Pope Francis orders ex-aide of Pope Benedict to leave Vatican

CC™ Global News

By Deji Folayan

Pope Francis has ordered Archbishop Georg Gänswein, the private secretary of the late Pope Benedict, to return to his native Germany by the end of the month without any new assignment.

The Vatican disclosed this in a statement on Thursday, thus putting an end to speculation about what role Gänswein, a powerful figure in the Vatican for more than a decade before Francis sidelined him after a personal falling out, would have in the Church.

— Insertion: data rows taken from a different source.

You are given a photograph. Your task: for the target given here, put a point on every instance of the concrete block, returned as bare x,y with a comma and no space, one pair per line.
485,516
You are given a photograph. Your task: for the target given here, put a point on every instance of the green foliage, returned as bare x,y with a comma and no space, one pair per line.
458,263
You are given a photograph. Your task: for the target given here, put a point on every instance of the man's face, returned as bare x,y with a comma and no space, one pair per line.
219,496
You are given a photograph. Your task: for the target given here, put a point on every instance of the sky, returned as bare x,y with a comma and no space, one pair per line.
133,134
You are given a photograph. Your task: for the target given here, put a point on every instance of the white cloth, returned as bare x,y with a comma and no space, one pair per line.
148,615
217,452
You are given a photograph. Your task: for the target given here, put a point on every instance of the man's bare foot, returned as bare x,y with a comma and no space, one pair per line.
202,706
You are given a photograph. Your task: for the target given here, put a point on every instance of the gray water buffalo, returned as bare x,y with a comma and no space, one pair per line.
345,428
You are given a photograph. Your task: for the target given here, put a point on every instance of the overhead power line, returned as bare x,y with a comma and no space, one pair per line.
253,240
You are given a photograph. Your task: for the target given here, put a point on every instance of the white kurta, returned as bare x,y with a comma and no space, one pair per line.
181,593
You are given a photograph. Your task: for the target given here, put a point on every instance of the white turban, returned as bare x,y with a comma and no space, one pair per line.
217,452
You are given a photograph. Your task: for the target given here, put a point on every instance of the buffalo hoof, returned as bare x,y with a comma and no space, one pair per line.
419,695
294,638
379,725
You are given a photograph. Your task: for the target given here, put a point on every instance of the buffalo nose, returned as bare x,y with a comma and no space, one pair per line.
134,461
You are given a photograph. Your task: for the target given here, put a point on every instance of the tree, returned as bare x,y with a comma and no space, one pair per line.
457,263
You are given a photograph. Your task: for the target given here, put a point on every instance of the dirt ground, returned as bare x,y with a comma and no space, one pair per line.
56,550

Former Pope Benedict died on Dec. 31, nearly a decade after he resigned in 2013, the first pontiff to do so in 600 years.

Gänswein, a long-time aide of the late Pope Benedict, is 66 and it is exceptionally unusual for someone of that relatively young age and rank not to have an assignment, giving the pope’s decision a sense of banishment.

The two-line statement said Francis “had disposed” that the 66-year-old Gaenswein returns to his diocese of Freiburg “for the time being”.

Nearly all papal secretaries in the past have either been assigned to lead dioceses or made cardinals or given some other high-profile post.

Gänswein is nine years short of the normal retirement age of 75 for bishops.

He has met Francis several times in the past months about his future and there has been speculation in Catholic media that he was hoping to land a diplomatic assignment as nuncio, or ambassador, to a country.

Gänswein did not immediately respond to a request for comment on Thursday.

He has refused requests from Reuters to comment on his situation in the past few weeks.

He was Benedict’s personal secretary from 2003, when Benedict was still Cardinal Joseph Ratzinger, and remained at his side for nearly 20 years, nearly 10 of them after Benedict resigned.